To implement and evaluate the recognition system, we have extracted and manually annotated a subset of 500 images from the database provided by the German Museum of Books and Writing. Within these images there are 151 distinct watermarks, each with 2 to 5 different examples of the watermark. After labeling, the data was shuffled and divided into two parts, each having a different purpose in the development of the tool.

Labeling the Dataset

Each image in the dataset has been assigned a distinctive tag, following the format X_Y.jpg/.png. In this tag structure, the X represents the index of the watermark in the entire dataset, while the Y denotes the index associated with a specific variation of the watermark.

Splitting the Dataset

The shuffled dataset of labeled images was divided into two sets through an 85-15 split, with 85% of the images allocated for training and 15% for evaluation. The training set was used in implementing and determining parameters for the harmonization, feature extraction and similarity matching steps. It was also used to build the database. The evaluation set was employed to assess the performance of the system in identifying similar watermarks to a given image.

System Evaluation

To evaluate the watermark recognition system, execute the evaluation.py file. Two arguments are required for this: the path to the evaluation set and the path to the .pkl file representing the database used for evaluation. The structure of the command will be as follows:

python evaluation.py --file_path <path/to/evaluation/set> --db_path <path/to/database.pkl>

If the --file_path and --db_path arguments are not specified, their default values are set to dataset_images/Evaluation/ and database/auto_db.pkl, respectively. The Evaluation directory consists of two subfolders, evaluation_traced and evaluation_untraced, containing the traced and untraced images. This distribution allows the system to apply the appropriate harmonization operations for each type of watermarks during the evaluation process. The auto_db.pkl file is the database obtained by running the build_database.py file on the training set.

The purpose of the evaluation is to assess how well the system performs in processing an unknown watermark image and retrieving similar watermarks from a trained dataset. This is achieved by iterating through the evaluation set, applying the watermark processing pipeline to each image, and then ranking the images in the database based on their similarity scores with the processed result. Different pictures of the same watermark are called matches. The system determines the ranks of all matches for each image being evaluated and counts the number of all images that have at least one match within the top ranks. A match is considered top-ranked if its position is among the first 10 for traced watermarks, and among the first 15 for untraced watermarks.

Three accuracy scores are returned, representing the overall accuracy, the accuracy for traced watermarks, and the accuracy for untraced watermarks. Each score represents the percentage of images from the evaluation set with at least one top-ranked match that was found in the database.

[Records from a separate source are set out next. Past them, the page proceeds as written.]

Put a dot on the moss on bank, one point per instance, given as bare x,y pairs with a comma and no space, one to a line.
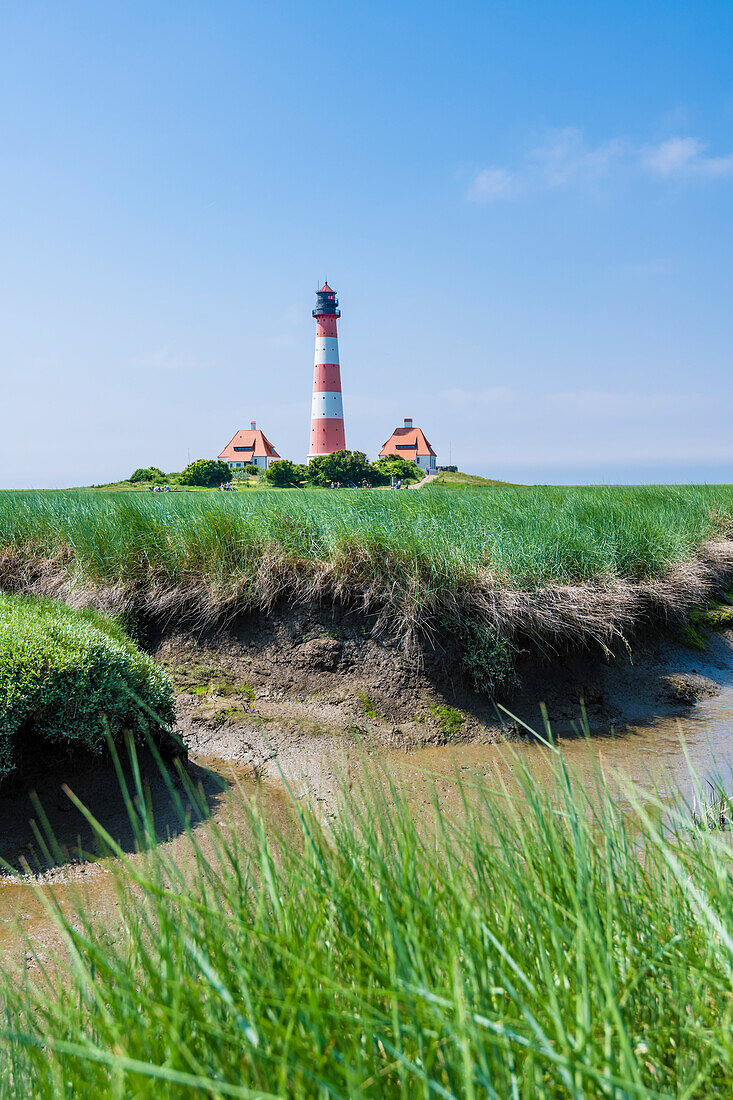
67,678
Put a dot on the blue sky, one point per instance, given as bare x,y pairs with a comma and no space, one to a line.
525,208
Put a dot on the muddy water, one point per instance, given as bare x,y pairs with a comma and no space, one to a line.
662,755
658,752
78,881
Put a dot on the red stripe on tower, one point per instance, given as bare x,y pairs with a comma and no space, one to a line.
327,431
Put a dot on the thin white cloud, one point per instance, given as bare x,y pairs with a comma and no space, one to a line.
686,156
490,184
565,160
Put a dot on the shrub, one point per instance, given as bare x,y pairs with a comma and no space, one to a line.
282,473
391,465
146,473
349,468
206,472
66,677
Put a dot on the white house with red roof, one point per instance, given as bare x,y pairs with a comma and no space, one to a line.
409,442
249,447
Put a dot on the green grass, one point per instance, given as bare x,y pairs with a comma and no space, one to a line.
539,946
427,561
70,679
458,477
524,536
448,718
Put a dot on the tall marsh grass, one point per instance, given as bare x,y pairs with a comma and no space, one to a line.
490,568
542,945
522,536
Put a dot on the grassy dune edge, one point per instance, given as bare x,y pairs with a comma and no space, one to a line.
491,569
566,949
68,681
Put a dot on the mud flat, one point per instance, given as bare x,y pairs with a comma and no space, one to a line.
302,694
307,705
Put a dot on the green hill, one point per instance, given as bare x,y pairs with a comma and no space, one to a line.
460,479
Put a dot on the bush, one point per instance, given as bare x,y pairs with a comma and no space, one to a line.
349,468
391,465
283,473
67,675
146,473
206,472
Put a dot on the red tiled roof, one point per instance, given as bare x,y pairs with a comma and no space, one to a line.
245,446
403,440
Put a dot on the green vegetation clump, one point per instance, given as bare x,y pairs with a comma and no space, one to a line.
282,473
68,679
347,468
537,945
393,466
146,474
456,477
205,472
449,719
367,704
487,656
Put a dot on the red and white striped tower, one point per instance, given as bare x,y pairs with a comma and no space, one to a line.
327,411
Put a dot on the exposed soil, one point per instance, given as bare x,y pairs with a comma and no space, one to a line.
303,694
297,689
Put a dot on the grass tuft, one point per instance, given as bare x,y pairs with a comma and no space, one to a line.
542,945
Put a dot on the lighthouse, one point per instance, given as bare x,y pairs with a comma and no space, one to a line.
327,410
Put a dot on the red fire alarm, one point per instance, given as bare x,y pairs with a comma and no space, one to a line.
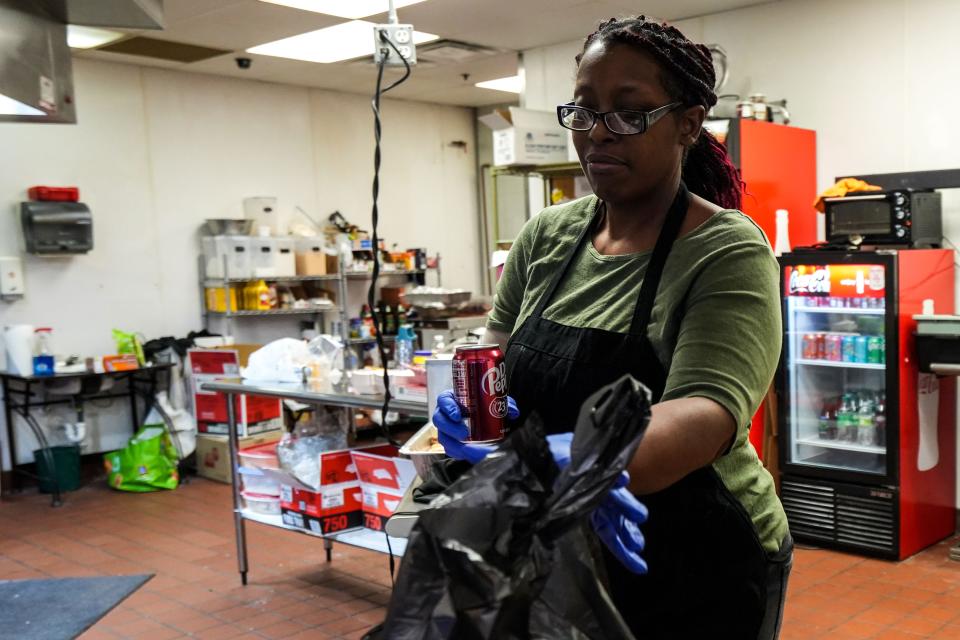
54,194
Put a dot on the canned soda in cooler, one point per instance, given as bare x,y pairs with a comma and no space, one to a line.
480,385
834,348
875,350
860,349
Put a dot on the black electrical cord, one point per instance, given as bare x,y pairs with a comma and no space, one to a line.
375,219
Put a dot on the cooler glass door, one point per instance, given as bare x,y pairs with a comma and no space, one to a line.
835,373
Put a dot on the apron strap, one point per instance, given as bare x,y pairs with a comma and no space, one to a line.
562,271
651,279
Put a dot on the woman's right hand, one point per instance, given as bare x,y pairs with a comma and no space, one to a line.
453,431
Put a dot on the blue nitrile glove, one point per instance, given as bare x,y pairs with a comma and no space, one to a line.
618,518
452,431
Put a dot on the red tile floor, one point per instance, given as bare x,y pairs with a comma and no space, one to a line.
186,538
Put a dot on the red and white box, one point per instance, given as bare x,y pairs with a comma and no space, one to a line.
338,466
384,480
332,509
254,414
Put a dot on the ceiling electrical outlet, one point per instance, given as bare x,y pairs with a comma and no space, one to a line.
401,35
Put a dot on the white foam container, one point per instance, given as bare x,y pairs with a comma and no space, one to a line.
284,260
264,505
262,456
255,481
417,449
236,249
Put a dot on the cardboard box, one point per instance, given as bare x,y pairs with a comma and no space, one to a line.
222,362
379,505
332,509
383,471
254,414
337,467
213,454
384,480
312,258
525,137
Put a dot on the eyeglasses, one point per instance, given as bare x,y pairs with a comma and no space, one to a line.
625,123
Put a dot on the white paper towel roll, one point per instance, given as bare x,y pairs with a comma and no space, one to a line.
18,340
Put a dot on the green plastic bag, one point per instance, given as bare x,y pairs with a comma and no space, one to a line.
129,343
147,463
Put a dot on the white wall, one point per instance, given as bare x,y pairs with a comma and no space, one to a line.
878,81
156,152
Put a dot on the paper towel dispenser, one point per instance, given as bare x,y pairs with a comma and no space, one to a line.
56,228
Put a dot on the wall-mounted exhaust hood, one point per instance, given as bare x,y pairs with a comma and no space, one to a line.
36,74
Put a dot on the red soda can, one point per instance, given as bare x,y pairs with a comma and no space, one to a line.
480,385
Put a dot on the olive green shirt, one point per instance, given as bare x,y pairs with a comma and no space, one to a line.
715,324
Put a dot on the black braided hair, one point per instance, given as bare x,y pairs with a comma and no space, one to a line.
688,77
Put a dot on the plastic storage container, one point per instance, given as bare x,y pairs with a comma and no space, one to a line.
65,476
313,258
263,211
263,260
255,481
261,504
262,456
236,250
285,262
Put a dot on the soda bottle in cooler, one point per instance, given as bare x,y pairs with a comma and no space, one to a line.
827,422
821,346
846,418
880,420
866,421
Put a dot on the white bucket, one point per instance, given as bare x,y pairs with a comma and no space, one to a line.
18,341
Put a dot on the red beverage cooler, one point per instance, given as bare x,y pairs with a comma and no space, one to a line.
867,442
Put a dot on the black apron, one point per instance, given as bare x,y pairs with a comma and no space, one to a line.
709,576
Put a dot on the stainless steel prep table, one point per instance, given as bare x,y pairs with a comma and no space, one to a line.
305,393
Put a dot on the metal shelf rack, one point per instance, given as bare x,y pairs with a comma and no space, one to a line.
319,313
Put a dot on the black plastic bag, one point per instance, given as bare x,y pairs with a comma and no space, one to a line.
507,551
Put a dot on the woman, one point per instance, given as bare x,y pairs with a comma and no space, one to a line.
658,275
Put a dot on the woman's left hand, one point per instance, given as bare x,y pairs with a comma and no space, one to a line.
618,518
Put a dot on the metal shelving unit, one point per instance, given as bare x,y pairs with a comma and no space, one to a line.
363,538
318,313
276,312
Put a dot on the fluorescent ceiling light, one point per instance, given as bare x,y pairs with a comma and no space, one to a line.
351,9
513,84
11,107
88,37
344,41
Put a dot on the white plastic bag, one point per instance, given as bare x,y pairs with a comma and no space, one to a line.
282,360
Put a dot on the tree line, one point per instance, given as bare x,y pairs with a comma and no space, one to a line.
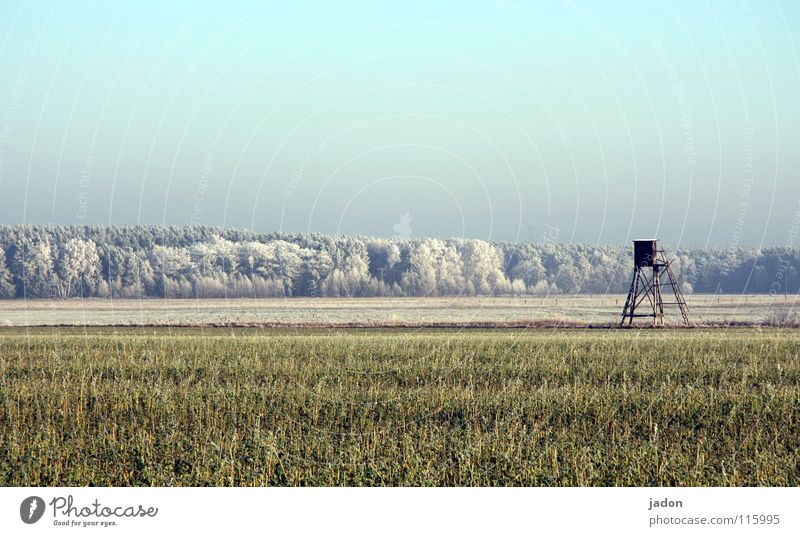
44,261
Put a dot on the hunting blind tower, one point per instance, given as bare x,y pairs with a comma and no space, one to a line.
650,265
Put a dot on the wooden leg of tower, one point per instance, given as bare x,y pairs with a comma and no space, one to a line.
629,299
678,296
634,293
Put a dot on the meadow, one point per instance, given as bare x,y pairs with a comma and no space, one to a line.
553,310
255,407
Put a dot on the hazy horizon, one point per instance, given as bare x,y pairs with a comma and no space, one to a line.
497,120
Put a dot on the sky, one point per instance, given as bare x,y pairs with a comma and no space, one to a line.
564,121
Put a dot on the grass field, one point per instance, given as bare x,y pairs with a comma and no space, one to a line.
171,406
599,310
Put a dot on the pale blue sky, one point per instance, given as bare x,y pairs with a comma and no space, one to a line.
507,120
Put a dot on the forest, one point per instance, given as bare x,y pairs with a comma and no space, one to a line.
59,262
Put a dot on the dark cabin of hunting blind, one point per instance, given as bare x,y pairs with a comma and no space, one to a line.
644,252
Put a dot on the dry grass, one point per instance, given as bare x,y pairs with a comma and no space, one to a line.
160,406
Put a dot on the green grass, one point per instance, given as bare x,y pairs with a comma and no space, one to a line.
194,407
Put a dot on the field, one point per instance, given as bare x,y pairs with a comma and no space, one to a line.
579,310
222,407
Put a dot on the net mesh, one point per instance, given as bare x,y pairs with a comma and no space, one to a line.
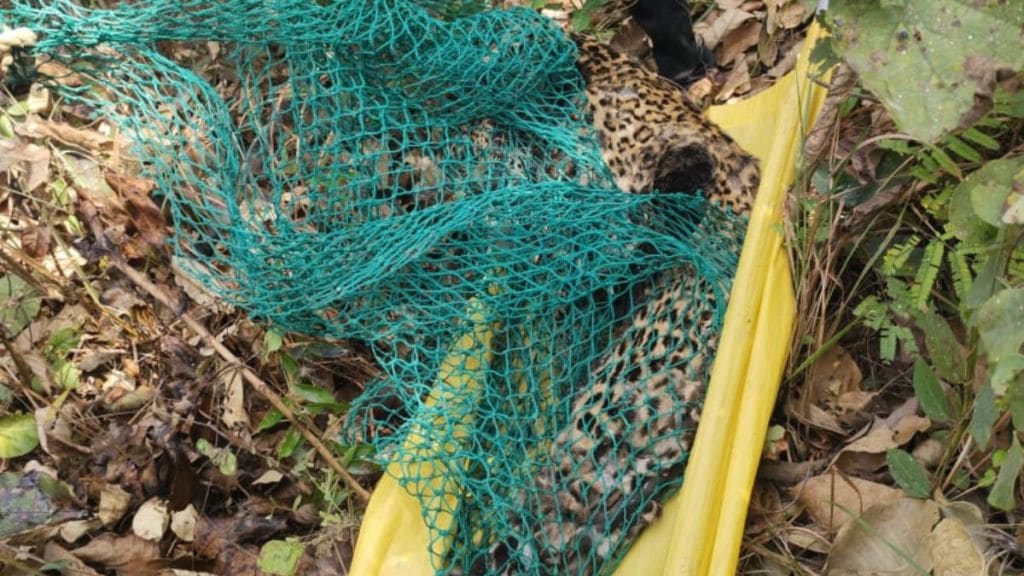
423,176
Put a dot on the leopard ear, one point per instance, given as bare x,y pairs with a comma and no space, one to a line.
689,168
678,53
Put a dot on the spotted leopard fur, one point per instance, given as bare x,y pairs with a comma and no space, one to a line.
634,422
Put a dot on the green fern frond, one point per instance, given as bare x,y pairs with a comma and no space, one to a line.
961,272
928,272
896,257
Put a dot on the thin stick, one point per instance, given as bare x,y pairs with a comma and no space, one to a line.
89,212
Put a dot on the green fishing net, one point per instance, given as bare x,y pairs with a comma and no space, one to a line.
411,174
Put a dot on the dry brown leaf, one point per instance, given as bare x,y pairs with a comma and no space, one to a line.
834,374
233,412
142,211
114,502
878,440
807,539
152,520
88,179
867,452
183,523
36,241
737,41
953,551
55,552
737,81
28,163
786,63
824,497
88,139
128,554
768,50
792,15
726,22
904,525
929,452
830,398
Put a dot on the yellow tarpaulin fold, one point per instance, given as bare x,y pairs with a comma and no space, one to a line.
700,529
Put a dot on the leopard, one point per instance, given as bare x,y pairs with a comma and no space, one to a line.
634,420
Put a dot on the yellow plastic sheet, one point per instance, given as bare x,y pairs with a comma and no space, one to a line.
700,528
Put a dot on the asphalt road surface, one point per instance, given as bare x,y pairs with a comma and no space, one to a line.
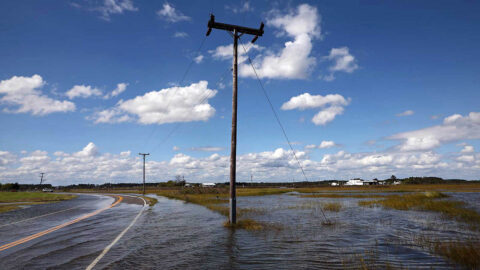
74,234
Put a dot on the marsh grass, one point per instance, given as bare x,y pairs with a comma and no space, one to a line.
8,197
253,225
28,198
429,201
215,201
351,195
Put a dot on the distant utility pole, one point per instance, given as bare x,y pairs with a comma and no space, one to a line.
143,154
237,32
41,178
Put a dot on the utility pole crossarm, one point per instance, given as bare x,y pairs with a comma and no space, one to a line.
239,29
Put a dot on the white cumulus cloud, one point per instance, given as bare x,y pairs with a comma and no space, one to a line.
110,7
83,91
121,87
342,61
454,128
24,95
198,59
294,61
170,14
332,105
175,104
405,113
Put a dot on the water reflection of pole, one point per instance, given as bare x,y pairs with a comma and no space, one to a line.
142,154
236,32
231,248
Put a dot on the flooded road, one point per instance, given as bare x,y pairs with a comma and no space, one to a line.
65,235
178,235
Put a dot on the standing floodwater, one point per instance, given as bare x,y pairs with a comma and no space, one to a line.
178,235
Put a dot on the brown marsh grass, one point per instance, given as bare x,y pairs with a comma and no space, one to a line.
429,201
332,206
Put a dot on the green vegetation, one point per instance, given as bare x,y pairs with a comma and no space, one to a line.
216,198
8,197
428,201
27,198
247,224
332,207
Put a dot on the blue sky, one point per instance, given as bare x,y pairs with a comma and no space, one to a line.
364,89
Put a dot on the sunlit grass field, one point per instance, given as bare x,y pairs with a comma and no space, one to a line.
25,198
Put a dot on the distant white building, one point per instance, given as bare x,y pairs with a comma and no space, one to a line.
208,184
354,182
361,182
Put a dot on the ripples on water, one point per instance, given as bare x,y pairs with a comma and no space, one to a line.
178,235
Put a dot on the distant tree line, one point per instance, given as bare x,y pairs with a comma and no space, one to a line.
22,187
180,182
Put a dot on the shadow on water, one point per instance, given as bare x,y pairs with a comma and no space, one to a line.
178,235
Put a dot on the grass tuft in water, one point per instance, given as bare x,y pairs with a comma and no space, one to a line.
428,201
332,206
246,224
466,253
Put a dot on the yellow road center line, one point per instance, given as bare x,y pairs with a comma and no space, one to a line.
34,236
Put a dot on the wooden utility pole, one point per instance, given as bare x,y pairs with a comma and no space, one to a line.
237,32
142,154
41,178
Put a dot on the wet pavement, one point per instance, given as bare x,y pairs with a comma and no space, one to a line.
178,235
71,247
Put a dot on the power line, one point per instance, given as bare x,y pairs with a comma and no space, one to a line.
177,125
180,83
278,119
144,154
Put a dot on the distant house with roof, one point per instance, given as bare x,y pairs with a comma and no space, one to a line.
208,184
361,182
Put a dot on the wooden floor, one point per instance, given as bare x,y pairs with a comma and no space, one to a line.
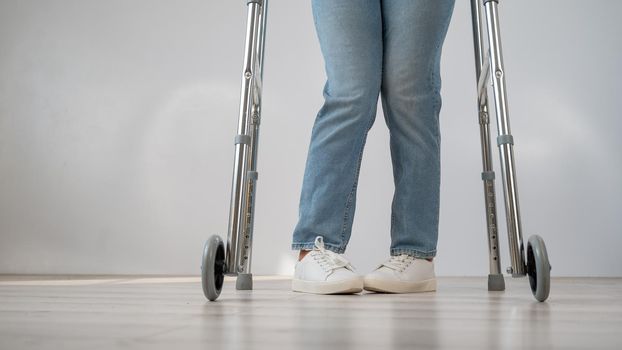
171,313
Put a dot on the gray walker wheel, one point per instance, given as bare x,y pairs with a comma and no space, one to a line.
213,267
538,268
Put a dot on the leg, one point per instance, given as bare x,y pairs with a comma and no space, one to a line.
350,36
414,31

Because the 500 images of watermarks initally selected for training and evaluation contained unclear images that were difficult to distinguish even for the human viewer, auto_db_clear.pkl was created by selecting 200 other pictures from the database provided by the German Museum of Books and Writing. They were split into Training and Evaluation, with four images corresponding to each of the 50 watermarks in this dataset. The division follows a 75-25 split, with 75% of the images being used to build the database automatically, and 25% of the pictures being used for evaluation. Within the evaluation set, each picture is associated with two images of the same type (either traced or untraced), as well as one image of the opposite type, all of them being variations of the same watermark. This database was created in order to assess how impactful is the choice of a dataset for the overall performance of the system.

Evaluation Details File

Running the evaluation will also generate a .txt file named evaluation/evaluation_ranking_details_{database_path}.txt. It contains an overview of all images including their name, type and number of top-ranked matches. Additionally, for each match from the database, it provides details regarding the rank number, name and type. The .txt file is formatted as follows:

img-name=<X_Y.jpg/.png>, top-ranked-match-count=<number/of/top/ranked/matches>
 - rank=<position_in_ranking>, name=<X_Y.jpg/.png>, type=<traced/untraced>
 ...
 - rank=<position_in_ranking>, name=<X_Y.jpg/.png>, type=<traced/untraced>

The image-name corresponds to the annotated name of the input image from the evaluation set and top-ranked-match-count corresponds to the total number of top-ranked matches for the input image. Then, for each match in the database, rank represents the position it occupies within the ranked list, name represents its annotated name, and type indicates whether it is a traced or an untraced watermark. This file provides an understanding of how the system performs when matching watermarks of the same type as opposed to matching watermarks of different types, also offering insights into the general distribution of rank positions.

Testing

In order to run tests, the following command can be run:

python -m pytest

This will automatically go through all of the files in the working directory, and run the test files. To generate a coverage report run the following:

python -m pytest --cov --cov-report=term --cov-report=xml:coverage.xml --cov-report=html

Note that the front end tests (and only the front end tests) are flaky (although they do pass a significant majority of the time). This is primarily because they are dependent on the timing of loading. Loading can change depending on the hardware of the computer. Sometimes, running the front end tests the first time will lead to some failures, and then running the second time will work (we assume this is because of caching). For this reason it may be desirable to exclude front end tests from the tests, to do this run the following:

python -m pytest --ignore=testing/front_end_testing

GitLab Setup

Below the GitLab setup for this project is described, including the GitLab wiki, the issues, and GitLab LFS.

GitLab Wiki

Much of the documentation of this project is in the GitLab wiki, including the code of conduct, the research documents, the sprint retrospectives, agendas, and meeting notes.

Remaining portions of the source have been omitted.